Good performance of agriculture and financial sectors helped Indian economy to grow by 7.8 per cent in April-June quarter of fiscal year 2023-24 (Q1FY24), Statistics office reported on Thursday. Though the government is optimistic about momentum, experts do not agree.
Economic growth based on GDP (Gross Domestic Product) growth rate was 13.1 per cent during April-June quarter 2022-23 and 6.1 per cent during January-March quarter of previous fiscal (FY23)
“There is momentum in economic activity in general and it is not driven by price-related distortions. Therefore, our projections still are very comfortably placed at 6.5 per cent for the current financial year,” Chief Economic Advisor V Anantha Nageswaran said in a media briefing.

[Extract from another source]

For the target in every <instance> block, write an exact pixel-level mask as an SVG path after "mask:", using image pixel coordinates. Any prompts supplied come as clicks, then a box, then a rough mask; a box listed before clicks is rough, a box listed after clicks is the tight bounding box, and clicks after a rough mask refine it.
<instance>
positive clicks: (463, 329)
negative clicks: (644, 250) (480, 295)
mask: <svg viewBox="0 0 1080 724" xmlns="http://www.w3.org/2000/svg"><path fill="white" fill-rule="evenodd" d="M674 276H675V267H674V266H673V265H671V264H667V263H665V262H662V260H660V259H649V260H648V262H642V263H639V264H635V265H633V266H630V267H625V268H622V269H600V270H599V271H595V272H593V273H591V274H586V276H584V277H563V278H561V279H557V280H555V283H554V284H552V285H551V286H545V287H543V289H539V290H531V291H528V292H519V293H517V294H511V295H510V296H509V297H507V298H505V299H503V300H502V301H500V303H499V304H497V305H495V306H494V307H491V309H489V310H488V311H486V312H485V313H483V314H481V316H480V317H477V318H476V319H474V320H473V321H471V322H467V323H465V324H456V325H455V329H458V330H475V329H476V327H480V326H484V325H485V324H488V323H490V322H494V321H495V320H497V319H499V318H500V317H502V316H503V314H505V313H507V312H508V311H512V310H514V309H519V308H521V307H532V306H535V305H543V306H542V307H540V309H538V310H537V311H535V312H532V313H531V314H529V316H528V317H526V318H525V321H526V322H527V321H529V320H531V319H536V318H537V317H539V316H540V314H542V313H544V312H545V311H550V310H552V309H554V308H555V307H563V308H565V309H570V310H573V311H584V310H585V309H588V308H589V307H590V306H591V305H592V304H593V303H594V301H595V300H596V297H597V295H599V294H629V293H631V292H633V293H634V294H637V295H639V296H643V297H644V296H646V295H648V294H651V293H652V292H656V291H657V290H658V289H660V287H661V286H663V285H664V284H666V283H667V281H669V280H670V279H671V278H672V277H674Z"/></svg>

- Editorial. Q1 GDP number does not paint a rosy picture
Concern over inflation
He also said that there is no real cause for concern that inflation would spike out of control as both the government and the Reserve Bank are taking adequate steps to maintain supply and keep prices under check.
Commenting on latest data, DK Srivastava, Chief Policy Advisor with EY India, said the proximity of real GDP growth at 7.8 per cent with nominal GDP growth at only 8 per cent has significant fiscal implications. These growth rates imply that the implicit price deflator (IPD) based inflation is only 0.2 per cent. Such a low IPD inflation is seen after 15 quarters. “With a low nominal GDP growth, tax revenue growth is expected to be muted,” he said.

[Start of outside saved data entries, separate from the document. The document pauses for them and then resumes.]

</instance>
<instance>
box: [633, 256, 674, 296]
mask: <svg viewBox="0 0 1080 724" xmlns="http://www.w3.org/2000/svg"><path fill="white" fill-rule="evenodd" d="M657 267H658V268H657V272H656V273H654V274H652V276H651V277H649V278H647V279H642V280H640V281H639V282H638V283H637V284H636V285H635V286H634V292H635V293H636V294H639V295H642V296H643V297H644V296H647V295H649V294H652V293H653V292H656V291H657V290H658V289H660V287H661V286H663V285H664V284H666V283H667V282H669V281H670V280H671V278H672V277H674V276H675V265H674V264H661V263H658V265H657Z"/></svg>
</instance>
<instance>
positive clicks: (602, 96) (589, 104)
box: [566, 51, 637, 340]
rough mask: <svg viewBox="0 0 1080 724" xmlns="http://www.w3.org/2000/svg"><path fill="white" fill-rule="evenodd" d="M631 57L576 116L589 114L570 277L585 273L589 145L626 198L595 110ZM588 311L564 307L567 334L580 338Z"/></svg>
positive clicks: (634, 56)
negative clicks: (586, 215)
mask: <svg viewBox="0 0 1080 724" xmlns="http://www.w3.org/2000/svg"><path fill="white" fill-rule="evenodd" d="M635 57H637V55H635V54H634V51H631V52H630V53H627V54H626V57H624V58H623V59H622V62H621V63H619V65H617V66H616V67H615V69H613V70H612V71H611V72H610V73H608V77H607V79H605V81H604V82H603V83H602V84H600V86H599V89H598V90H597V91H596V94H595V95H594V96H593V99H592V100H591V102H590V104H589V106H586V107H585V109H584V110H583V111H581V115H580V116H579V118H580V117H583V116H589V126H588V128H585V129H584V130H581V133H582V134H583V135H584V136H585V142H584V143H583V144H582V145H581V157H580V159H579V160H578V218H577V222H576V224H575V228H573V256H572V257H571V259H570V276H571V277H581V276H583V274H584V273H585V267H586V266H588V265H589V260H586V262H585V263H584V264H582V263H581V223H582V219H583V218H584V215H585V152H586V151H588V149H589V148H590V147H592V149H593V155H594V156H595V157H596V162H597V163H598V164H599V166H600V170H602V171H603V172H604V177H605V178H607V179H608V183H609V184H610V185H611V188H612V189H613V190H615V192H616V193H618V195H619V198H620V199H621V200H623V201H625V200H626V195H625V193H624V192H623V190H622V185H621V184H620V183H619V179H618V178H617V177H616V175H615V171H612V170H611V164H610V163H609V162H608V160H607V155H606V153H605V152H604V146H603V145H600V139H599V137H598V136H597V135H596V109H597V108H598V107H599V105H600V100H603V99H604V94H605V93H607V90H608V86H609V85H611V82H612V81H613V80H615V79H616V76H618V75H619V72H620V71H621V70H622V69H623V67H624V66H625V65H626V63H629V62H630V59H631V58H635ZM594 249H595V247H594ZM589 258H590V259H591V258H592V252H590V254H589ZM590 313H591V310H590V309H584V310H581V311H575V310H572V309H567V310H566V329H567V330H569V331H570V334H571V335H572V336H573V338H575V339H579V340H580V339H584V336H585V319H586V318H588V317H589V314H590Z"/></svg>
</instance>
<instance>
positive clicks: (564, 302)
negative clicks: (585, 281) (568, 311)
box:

Now, with monsoon estimated to be below normal coupled with strong geopolitical headwinds, experts feel that overall growth in coming quarters will be affected.
Dharmakirti Joshi, Chief Economist, with Crisil, felt that growth in the July-September quarter will be moderated by softening consumption as spiking inflation will dent discretionary-spending power.
“For the rest of the year, headwinds from slowing global growth and the lagged impact of interest rate hikes will play out. Additionally, if dry weather conditions seen in August continue in September, agricultural output could be impacted,” he said while maintaining full year forecast at 6 per cent.
Rajni Sinha, Chief Economist, CARE, said that frontloading of government capital expenditure has supported investment demand so far. However, amid evolving conditions, private capex will have to match up the pace to sustain growth momentum. “We maintain our FY24 GDP growth forecast at 6.5 per cent with risks titled to the downside,” she said.
Sunil K Sinha (Principal Economist) and Paras Jasrai (Senior Analyst) with India Ratings & Research feared that the impact of El Nino on this year’s monsoon could bring agricultural growth under pressure and the spillover effect of this would be felt on food inflation. A government intervention in agriculture and drought relief measures can destabilise the fiscal arithmetic of FY24. Amidst these challenges, however, “revival private corporate capex is expected to bring relief to the economy,” they said in a note.